6. Is there any downside to “just taking Step 1 to keep options open”?
Yes. The downside is:
- Time away from COMLEX-specific prep, especially OMM
- Risk of failing or barely passing if you’re not ready
- Burnout from trying to do too much at once
If you’re confident you can pass both and manage your energy, it’s a good bet. If you’re stretched thin already, “just taking it” can backfire badly.
7. Bottom line: what should I do if I’m undecided about specialty?
If you’re early in school and undecided, I’d lean toward:
- Plan on taking Step 1 + COMLEX Level 1
- Reassess with real practice scores (NBMEs/COMSAEs) 6–8 weeks out
- If your numbers show you’re not ready, you can always drop Step 1 and protect COMLEX
That approach keeps the most doors open now without committing you to a bad decision later.
Key takeaways:
- If you care about competitive specialties or academic programs, Step 1 is still very much worth taking as a DO student, even if your school only requires COMLEX.

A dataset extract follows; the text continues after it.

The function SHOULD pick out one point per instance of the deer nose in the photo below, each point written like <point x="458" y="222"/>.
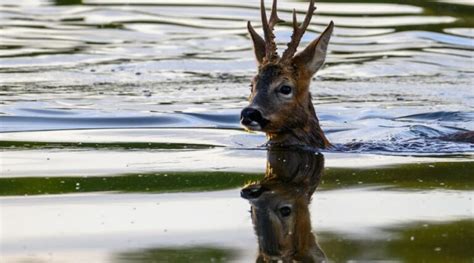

- If you’re primary-care focused, targeting community programs, and struggling with exams, it’s absolutely reasonable to skip Step 1 and protect your COMLEX performance.
- When in doubt early on, plan for both, monitor your practice performance honestly, and only back away from Step 1 if it clearly endangers your ability to pass COMLEX on the first try.